A number of telcos see opportunities to sell their internal AI tools to enterprise customers.
Orange joins list of CSPs targeting enterprise GenAI services
Orange Business has joined the small but growing of telcos who are drawing on their own experience of using GenAI to provide services to customers with the launch of its Live Intelligence offering.
“Many telecoms operators see strong potential for offering GenAI-as-a-service to their business customers, particularly in the SME market. In many cases they are taking the platform that they have built internally, and which sits on top of multiple LLMs, and offering that, as a service to their customers,” according to Mark Newman, Chief Analyst, TM Forum, author of an upcoming report on leveraging AI for service and value creation.
Orange initially developed its Live Intelligence service for its own internal use and says 50,000 of its employees have road-tested it over the last year. A multi-LLM, GenAI software-as-a-service, it aims to help employees of enterprises of all sizes and local authorities improve operational efficiency through the safe and managed use of GenAI.
It does this by providing access to a library of pre-set prompts to address common business GenAI use cases, such as analyzing a document, extracting important information from an email chain, writing meeting minutes, or drafting an agenda.
Orange Business sees data security and data sovereignty as key selling points of Live Intelligence, which initially launched in France, and will be available in other areas of Europe. Not only does it provide an alternative to uncontrolled adoption by employees of free online GenAI tools that could provoke data breaches, the data it uses will remain in Europe. And it comes with a dashboard to monitor how employees are using the GenAI, including the type of LLM.
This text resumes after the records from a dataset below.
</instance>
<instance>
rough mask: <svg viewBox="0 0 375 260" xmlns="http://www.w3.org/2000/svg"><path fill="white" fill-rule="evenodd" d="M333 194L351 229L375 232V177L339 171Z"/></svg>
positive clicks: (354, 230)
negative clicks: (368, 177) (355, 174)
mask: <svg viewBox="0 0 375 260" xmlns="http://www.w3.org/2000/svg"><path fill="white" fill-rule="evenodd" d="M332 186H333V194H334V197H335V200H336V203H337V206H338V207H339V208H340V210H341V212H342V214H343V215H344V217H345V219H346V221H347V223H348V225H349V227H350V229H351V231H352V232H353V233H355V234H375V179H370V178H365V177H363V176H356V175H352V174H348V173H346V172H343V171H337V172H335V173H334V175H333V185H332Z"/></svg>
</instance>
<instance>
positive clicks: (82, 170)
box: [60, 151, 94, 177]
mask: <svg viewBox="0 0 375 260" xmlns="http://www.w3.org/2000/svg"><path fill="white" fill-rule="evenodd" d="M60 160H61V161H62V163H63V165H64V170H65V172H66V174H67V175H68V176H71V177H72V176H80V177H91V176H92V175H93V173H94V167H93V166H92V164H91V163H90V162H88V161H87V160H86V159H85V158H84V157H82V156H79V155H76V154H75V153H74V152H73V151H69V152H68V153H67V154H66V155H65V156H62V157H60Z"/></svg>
Jio, which is part of the Indian conglomerate, Reliance Group, is another example of how telcos are looking to turning their internal AI development usage into a business, and a potentially very large scale. In an annual general meeting in August of this year, Reliance leadership said Jio is embedding AI into all its processes and offerings and using real-time data to create end-to-end workflows, using a suite of tools and platforms built in-house, called Jio Brain.
“Jio Brain enables us to accelerate AI adoption across Jio, driving faster decisions, more accurate predictions, and better understanding of customer needs.” As a first step Reliance is introducing Jio Brain into other Reliance companies, but the hope is to offer it to external customers, too. Reliance anticipates "that by perfecting Jio Brain within Reliance, we will create a powerful AI service platform that we can offer to other enterprises as well.”
Singtel is another company with big AI ambitions. In October it announced RE:AI, a group of products and services that aims to make AI available to enterprises.
One of RE:AI’s offers is cloud-based enterprise AI capabilities delivered over 5G, using Paragon, its in-house 5G service orchestration platform for enterprises, according to Singtel. It will offer rapid access to AI environments, workspaces, models, tools and applications and and workspaces customized to any industry over 5G and even quantum-safe networks.
"Many enterprises and public sector customers have shown keen interest to bring AI into their operations. However, the high costs and long lead times for GPUs, the need for special environments to host them due to their intense energy utilization, the complexity of AI technology and the lack of talent are key friction points in their respective journeys," according to Bill Chang, CEO of Singtel Digital InfraCo, in a company statement.
Singtel isn’t going it alone and emphasizes the importance of partnerships.
“RE:AI will foster a dynamic ecosystem of partners with distinctive capabilities and platforms to accelerate AI adoption to drive innovation and growth in Singapore and the region, sustainably. As we build on this ecosystem, we will attract global AI tech companies here to expand into the region with our market access. This is key to positioning Singapore as a regional AI.”
Orange, too, is partnering, including when it comes to the use of LLM models. Examples include its work with Meta and OpenAI to develop new artificial intelligence models trained on African languages that today are not understood by any GenAI model. It will start with Wolof and Pulaar, spoken by 16 million people and six million people, respectively, in West Africa.
In addition to partnerships, telcos will be wise to leverage their existing brands and data.
"Ultimately the success of these operator initiatives will be a function of whether they have enough data to provide differentiation in the services that they offer and whether they can target the market segments where they already have strong, trusted brands," believes Newman.